A bracket was fabricated to put the mount on the centerline of the transmission. An additional torque arm will be fabricated to hold the transmission in alignment while under load.
The PAU mounts were also fabricated and I ran into a bit of an interference issue on the last mount. This is what happens when you don't plan anything. A little bit of cutting and all was well.
Let's looks at some fourth of July fireworks... fujioko style....
A 1977 Chevy Nova transmission mount fixes Mazda's mistake.
Aligning the PAU crossmember.
Happy 4th of July!
PAU bearing in place.. all looks good.... oh wait.... not enough space to fit the PAU into this contraption...
Cutting steel and making sparks is fun.
Its a close one... next time I'll measure twice before welding.
The berkeleying engine......
This project revolves around a custom-built 1.3l engine. By combining select parts from an Aspire, Festiva and Miata engine you will end up with the B3 Stealth powerplant. The theoretical horsepower remains in the Sixtyish neighborhood however the Frankenstein engine is a bolt in on the Miata chassis.
I figured it was time to actually build and install the hybrid engine so I could work out the radiator mounts and whatnot.
This engine has occupied premium space in my garage for several months.
The chosen engine was hauled out of storage and disassembled for a quick cleanup. berkeley! berkeley berkeley berkeley! the engine is berkeleyED!!!!!!!!!!!!!
My goal is to have the engine running by the 2nd week of July and this was a HUGE setback.
I drew a cartoon of what happened next.....
NEW greasy pig arrives......
I like the cut of the jib, this engine is going to be a winner.
Cheap cars have cheap owners and sludge build up is not uncommon. Although this NEW engine has significant sludge, the important bits were in near perfect condition. The seller said the engine was a "good runner" and I believe him. I saw no reason to replace the piston rings and bearings at this time. Once I get some baseline data I'll tear into the engine again and try some coatings and magical elixirs. For now, I'm happy with a basic cleaning, hone and new gaskets.
I have seen a lot worse.... These pistons look pretty clean for 180K miles.
Short block all cleaned up and reassembled. This is the starting point for building the B3 powerplant.
The new B3 engine is almost finished. I'm still waiting on a few more parts to arrive, but things still look good for the first start this upcoming weekend.... fingers crossed.
The Aspire/Festiva oil pump housing needs to have the dipstick removed because of clearance issues. This dipstick isn't going to be used because the Miata oil pan has a built in dipstick. The hole was filled with a 5/16 bolt with a nylock nut.

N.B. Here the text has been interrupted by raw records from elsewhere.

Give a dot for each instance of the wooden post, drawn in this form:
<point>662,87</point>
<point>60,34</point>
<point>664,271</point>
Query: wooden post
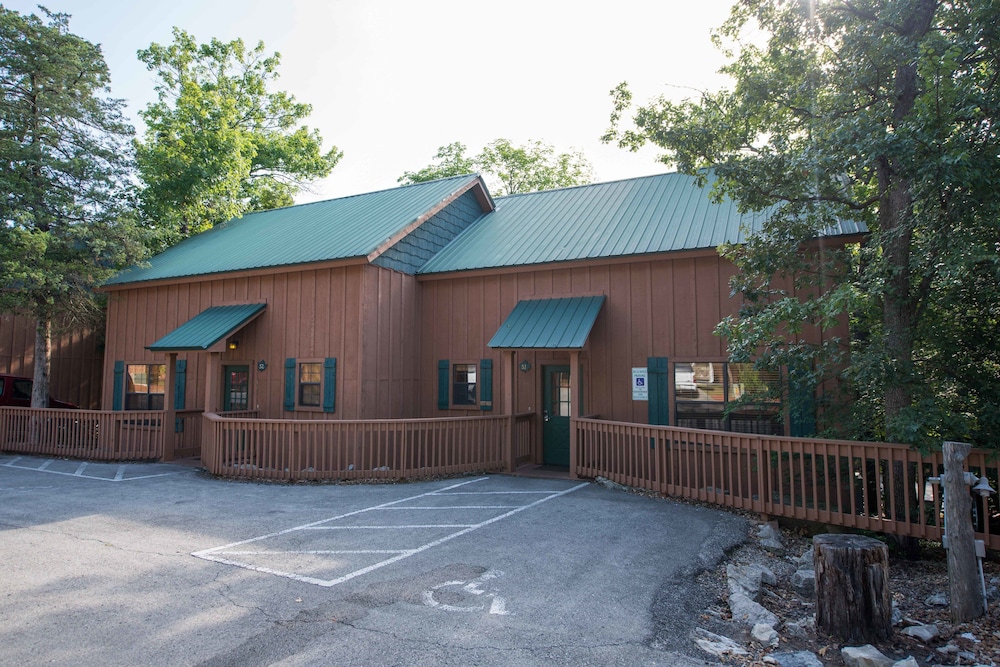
<point>507,358</point>
<point>852,587</point>
<point>575,386</point>
<point>170,408</point>
<point>965,593</point>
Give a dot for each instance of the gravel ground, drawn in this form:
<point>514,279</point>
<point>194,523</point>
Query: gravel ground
<point>911,582</point>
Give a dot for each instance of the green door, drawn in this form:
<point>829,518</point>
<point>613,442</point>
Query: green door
<point>236,393</point>
<point>555,404</point>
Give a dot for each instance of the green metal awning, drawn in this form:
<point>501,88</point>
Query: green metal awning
<point>562,324</point>
<point>208,328</point>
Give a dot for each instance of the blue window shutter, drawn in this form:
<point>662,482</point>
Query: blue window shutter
<point>659,391</point>
<point>290,383</point>
<point>180,383</point>
<point>329,384</point>
<point>802,404</point>
<point>443,378</point>
<point>485,384</point>
<point>118,386</point>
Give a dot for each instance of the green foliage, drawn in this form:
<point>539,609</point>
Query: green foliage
<point>217,143</point>
<point>451,161</point>
<point>66,220</point>
<point>509,169</point>
<point>883,112</point>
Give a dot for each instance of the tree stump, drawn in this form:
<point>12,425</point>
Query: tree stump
<point>852,588</point>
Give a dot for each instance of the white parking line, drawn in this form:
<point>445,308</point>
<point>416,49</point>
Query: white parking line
<point>119,475</point>
<point>222,554</point>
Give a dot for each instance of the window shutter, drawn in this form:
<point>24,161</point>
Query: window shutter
<point>329,384</point>
<point>485,384</point>
<point>118,387</point>
<point>180,383</point>
<point>659,391</point>
<point>801,404</point>
<point>443,382</point>
<point>290,383</point>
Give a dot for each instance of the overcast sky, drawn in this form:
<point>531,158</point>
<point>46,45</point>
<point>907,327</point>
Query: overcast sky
<point>392,80</point>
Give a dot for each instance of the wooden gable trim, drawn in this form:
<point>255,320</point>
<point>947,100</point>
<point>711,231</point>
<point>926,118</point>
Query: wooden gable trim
<point>245,273</point>
<point>481,196</point>
<point>570,264</point>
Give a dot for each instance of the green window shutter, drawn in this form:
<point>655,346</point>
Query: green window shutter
<point>801,404</point>
<point>180,383</point>
<point>119,386</point>
<point>329,384</point>
<point>443,382</point>
<point>290,383</point>
<point>485,384</point>
<point>659,391</point>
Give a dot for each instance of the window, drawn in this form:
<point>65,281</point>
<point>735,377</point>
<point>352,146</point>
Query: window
<point>310,384</point>
<point>728,397</point>
<point>463,386</point>
<point>144,386</point>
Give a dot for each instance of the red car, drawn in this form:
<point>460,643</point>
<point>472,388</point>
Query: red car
<point>16,391</point>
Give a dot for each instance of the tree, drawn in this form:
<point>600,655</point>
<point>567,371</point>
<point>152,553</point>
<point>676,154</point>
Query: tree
<point>451,161</point>
<point>65,222</point>
<point>217,143</point>
<point>881,111</point>
<point>509,169</point>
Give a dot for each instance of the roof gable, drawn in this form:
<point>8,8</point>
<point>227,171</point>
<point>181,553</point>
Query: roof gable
<point>637,216</point>
<point>360,226</point>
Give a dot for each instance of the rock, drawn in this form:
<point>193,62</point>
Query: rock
<point>937,600</point>
<point>864,656</point>
<point>797,659</point>
<point>608,484</point>
<point>800,628</point>
<point>764,634</point>
<point>717,645</point>
<point>806,559</point>
<point>924,633</point>
<point>804,582</point>
<point>770,536</point>
<point>748,612</point>
<point>748,578</point>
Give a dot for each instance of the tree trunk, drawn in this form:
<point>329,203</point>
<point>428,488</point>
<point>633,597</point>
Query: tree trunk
<point>43,350</point>
<point>852,588</point>
<point>965,592</point>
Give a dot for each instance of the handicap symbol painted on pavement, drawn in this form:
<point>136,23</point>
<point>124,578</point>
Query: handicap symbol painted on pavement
<point>477,596</point>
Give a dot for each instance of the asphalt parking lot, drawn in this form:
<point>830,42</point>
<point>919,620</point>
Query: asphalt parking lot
<point>160,564</point>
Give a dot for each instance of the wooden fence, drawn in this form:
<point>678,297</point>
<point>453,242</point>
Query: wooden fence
<point>871,486</point>
<point>277,449</point>
<point>86,434</point>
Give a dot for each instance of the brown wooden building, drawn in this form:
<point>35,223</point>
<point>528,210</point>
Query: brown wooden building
<point>76,362</point>
<point>434,299</point>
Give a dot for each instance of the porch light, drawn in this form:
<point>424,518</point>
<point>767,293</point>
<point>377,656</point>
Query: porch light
<point>983,488</point>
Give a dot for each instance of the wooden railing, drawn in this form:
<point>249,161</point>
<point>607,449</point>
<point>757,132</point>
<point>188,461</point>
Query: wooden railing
<point>870,486</point>
<point>88,434</point>
<point>523,443</point>
<point>329,450</point>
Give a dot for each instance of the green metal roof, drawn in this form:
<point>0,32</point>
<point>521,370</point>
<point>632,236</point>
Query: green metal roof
<point>549,323</point>
<point>207,328</point>
<point>335,229</point>
<point>636,216</point>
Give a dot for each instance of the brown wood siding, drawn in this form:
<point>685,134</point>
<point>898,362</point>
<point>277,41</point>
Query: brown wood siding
<point>665,307</point>
<point>76,362</point>
<point>364,316</point>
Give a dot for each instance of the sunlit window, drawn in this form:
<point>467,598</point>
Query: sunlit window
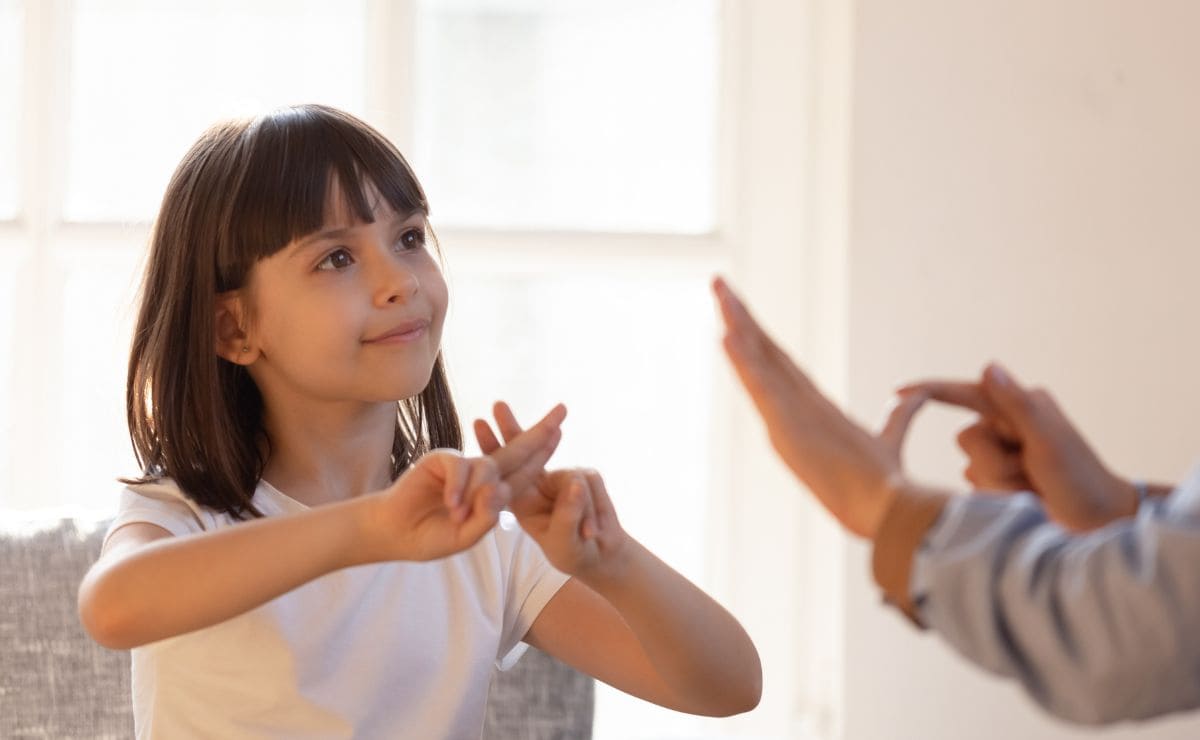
<point>148,77</point>
<point>567,114</point>
<point>11,49</point>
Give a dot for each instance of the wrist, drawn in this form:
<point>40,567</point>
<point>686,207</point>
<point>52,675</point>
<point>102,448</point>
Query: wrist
<point>613,566</point>
<point>881,500</point>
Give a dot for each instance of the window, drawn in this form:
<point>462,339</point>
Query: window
<point>580,158</point>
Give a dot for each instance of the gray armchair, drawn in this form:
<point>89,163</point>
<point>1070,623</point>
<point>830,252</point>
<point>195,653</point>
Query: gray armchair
<point>57,683</point>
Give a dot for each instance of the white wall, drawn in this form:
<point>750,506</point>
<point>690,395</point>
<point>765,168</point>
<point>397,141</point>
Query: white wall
<point>1024,185</point>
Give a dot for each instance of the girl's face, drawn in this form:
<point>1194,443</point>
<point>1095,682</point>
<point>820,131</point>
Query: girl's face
<point>352,312</point>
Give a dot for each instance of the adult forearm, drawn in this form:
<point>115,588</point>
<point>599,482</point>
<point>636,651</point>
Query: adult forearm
<point>179,584</point>
<point>697,648</point>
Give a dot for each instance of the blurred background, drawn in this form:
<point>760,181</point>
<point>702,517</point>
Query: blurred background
<point>900,188</point>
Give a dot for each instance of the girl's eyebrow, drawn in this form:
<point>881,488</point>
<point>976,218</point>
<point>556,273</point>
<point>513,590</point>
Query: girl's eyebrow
<point>340,232</point>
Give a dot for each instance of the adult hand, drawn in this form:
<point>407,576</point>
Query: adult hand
<point>1024,441</point>
<point>855,474</point>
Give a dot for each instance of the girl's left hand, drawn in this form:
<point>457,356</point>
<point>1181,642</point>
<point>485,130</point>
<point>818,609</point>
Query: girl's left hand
<point>568,512</point>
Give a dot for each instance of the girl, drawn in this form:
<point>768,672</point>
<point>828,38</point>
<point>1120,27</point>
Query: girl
<point>306,557</point>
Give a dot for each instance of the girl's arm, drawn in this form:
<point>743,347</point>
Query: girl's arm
<point>149,585</point>
<point>625,617</point>
<point>646,630</point>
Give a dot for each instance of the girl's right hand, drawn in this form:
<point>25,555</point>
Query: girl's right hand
<point>445,501</point>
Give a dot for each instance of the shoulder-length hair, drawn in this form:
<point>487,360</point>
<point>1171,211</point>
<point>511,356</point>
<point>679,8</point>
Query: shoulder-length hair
<point>243,192</point>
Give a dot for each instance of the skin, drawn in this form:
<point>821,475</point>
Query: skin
<point>1021,440</point>
<point>329,392</point>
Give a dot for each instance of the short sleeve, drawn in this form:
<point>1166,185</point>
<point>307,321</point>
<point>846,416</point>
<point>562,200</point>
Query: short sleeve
<point>531,582</point>
<point>161,504</point>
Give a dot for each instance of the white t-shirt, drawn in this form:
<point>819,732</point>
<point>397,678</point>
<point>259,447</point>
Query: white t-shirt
<point>384,650</point>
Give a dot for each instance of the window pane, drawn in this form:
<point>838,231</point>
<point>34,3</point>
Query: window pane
<point>149,77</point>
<point>9,355</point>
<point>633,356</point>
<point>99,311</point>
<point>11,49</point>
<point>569,114</point>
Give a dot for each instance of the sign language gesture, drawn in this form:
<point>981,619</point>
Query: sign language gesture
<point>1024,441</point>
<point>568,512</point>
<point>851,471</point>
<point>445,501</point>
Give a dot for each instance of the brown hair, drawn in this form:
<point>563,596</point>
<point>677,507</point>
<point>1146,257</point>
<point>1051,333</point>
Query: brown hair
<point>243,192</point>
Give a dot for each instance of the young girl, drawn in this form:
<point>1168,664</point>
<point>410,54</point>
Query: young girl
<point>306,557</point>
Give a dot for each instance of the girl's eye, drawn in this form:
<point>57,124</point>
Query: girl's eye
<point>412,239</point>
<point>337,259</point>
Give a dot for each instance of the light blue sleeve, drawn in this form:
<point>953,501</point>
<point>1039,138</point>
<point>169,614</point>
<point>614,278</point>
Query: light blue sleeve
<point>1097,627</point>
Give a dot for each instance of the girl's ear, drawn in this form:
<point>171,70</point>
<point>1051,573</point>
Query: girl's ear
<point>232,340</point>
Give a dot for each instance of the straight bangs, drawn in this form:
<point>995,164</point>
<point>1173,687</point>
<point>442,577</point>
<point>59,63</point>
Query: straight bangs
<point>294,157</point>
<point>245,191</point>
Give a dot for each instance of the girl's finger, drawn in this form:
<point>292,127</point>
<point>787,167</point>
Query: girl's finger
<point>456,474</point>
<point>523,477</point>
<point>605,515</point>
<point>484,513</point>
<point>485,437</point>
<point>507,421</point>
<point>570,507</point>
<point>899,420</point>
<point>483,474</point>
<point>516,451</point>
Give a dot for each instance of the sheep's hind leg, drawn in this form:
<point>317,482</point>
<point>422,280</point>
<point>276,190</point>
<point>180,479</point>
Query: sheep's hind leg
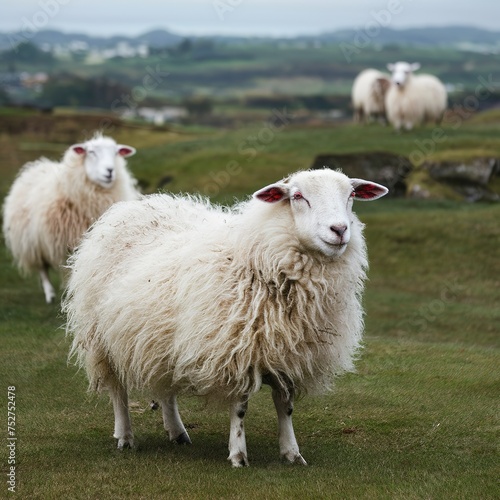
<point>283,402</point>
<point>172,421</point>
<point>123,426</point>
<point>237,439</point>
<point>48,289</point>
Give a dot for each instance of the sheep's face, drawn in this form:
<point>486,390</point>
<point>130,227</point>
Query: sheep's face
<point>99,159</point>
<point>321,205</point>
<point>401,71</point>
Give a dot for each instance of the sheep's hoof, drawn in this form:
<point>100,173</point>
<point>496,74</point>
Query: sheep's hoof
<point>293,458</point>
<point>183,439</point>
<point>125,443</point>
<point>239,460</point>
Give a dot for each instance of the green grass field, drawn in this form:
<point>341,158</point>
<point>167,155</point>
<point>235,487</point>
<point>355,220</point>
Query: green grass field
<point>419,420</point>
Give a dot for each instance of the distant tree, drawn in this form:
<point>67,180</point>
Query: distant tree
<point>198,106</point>
<point>4,97</point>
<point>71,90</point>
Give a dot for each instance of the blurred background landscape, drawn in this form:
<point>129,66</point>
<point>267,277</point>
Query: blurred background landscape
<point>222,97</point>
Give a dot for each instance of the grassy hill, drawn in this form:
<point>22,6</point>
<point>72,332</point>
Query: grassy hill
<point>418,420</point>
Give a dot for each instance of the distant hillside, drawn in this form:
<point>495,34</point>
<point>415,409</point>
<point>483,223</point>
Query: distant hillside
<point>448,35</point>
<point>155,38</point>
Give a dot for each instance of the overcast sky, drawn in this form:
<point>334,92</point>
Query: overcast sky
<point>242,17</point>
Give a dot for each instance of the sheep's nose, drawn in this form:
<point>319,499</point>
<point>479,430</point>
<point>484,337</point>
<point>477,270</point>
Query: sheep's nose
<point>339,230</point>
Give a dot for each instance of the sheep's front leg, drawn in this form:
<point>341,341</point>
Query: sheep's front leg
<point>237,439</point>
<point>48,289</point>
<point>172,421</point>
<point>289,448</point>
<point>123,426</point>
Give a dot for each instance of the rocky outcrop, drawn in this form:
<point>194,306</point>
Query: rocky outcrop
<point>385,168</point>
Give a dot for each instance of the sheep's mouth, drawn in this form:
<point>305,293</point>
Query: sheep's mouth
<point>338,246</point>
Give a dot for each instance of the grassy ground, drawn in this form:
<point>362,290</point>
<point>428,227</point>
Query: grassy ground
<point>418,420</point>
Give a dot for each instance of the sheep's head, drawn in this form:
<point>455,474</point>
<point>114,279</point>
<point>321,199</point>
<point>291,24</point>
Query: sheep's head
<point>99,158</point>
<point>401,71</point>
<point>321,205</point>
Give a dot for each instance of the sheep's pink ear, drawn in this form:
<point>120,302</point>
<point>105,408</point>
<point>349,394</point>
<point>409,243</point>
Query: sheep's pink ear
<point>125,151</point>
<point>79,149</point>
<point>367,191</point>
<point>273,193</point>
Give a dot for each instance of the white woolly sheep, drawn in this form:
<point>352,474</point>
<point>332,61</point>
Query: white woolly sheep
<point>368,95</point>
<point>175,295</point>
<point>51,204</point>
<point>412,100</point>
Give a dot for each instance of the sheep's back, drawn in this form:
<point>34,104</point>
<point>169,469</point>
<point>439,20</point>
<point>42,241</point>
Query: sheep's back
<point>161,287</point>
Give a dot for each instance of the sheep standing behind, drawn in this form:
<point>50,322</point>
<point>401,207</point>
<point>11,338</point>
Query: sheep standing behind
<point>51,204</point>
<point>172,294</point>
<point>412,100</point>
<point>368,95</point>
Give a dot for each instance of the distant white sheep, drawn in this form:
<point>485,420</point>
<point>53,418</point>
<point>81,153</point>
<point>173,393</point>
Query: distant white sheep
<point>368,95</point>
<point>51,204</point>
<point>412,100</point>
<point>172,294</point>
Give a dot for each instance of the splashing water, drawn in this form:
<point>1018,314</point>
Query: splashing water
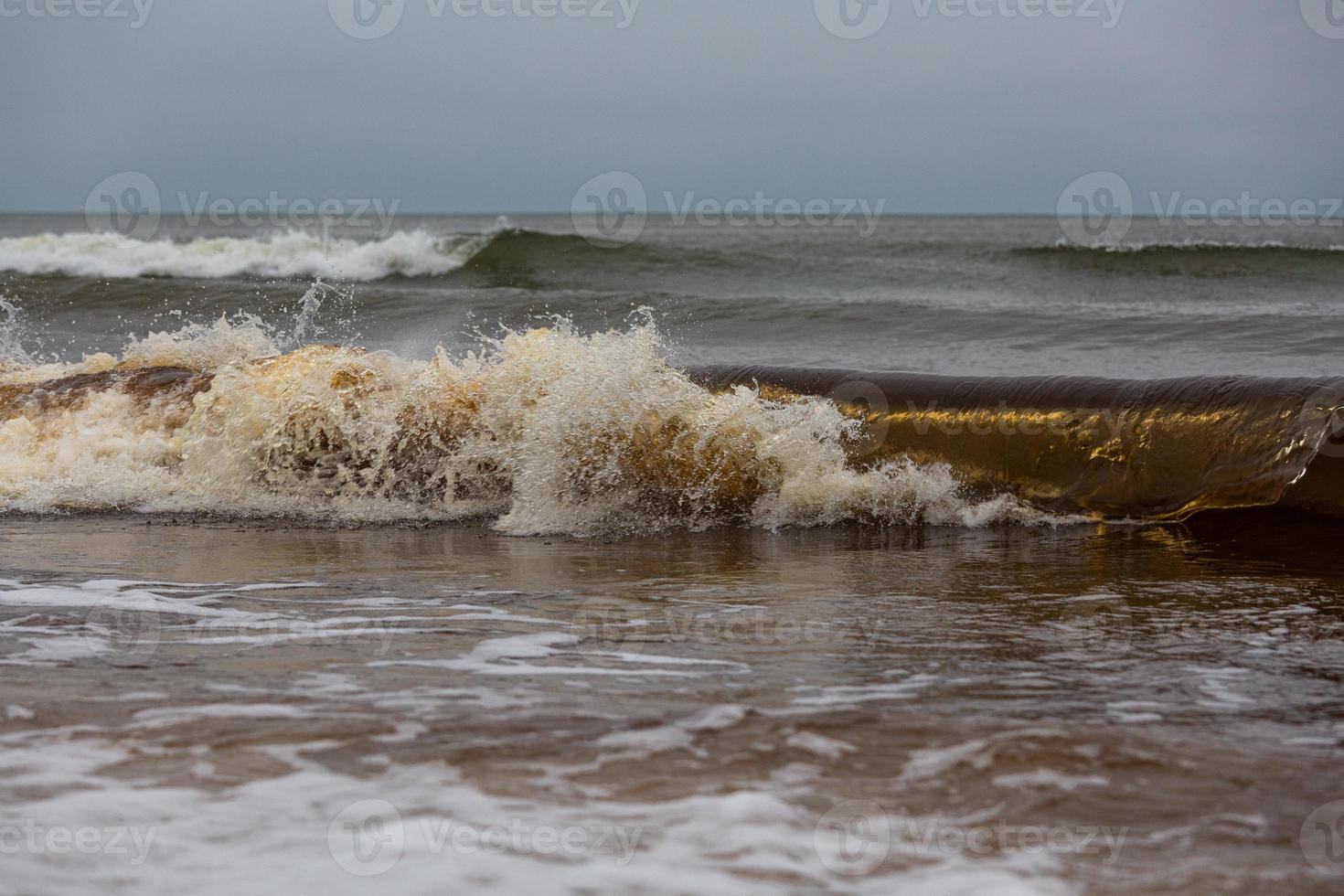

The oil pump is packed with assembly lube before reassembly. I'm using the pump from the NFG engine because it looks to be in really good shape. New pumps are still available but I think I'll take my chance on this used one.
A Miata 1.6 rear seal retainer is used.
The Miata 1.6 oil pan is fitted to the Aspire block. Its a perfect fit!
I had to fabricate some tools to get the valve springs out and to insert new valve stem seals. The head was sent out to get surfaced. The bill was thirty bucks to clean and mill ten thousandths off the head. I lapped the valves when the head returned from the shop.
The engine/transmission combo is installed onto the test stand to work out radiator and other mounts. I have fallen behind in collecting photos and the project is a lot further along then the photos suggest.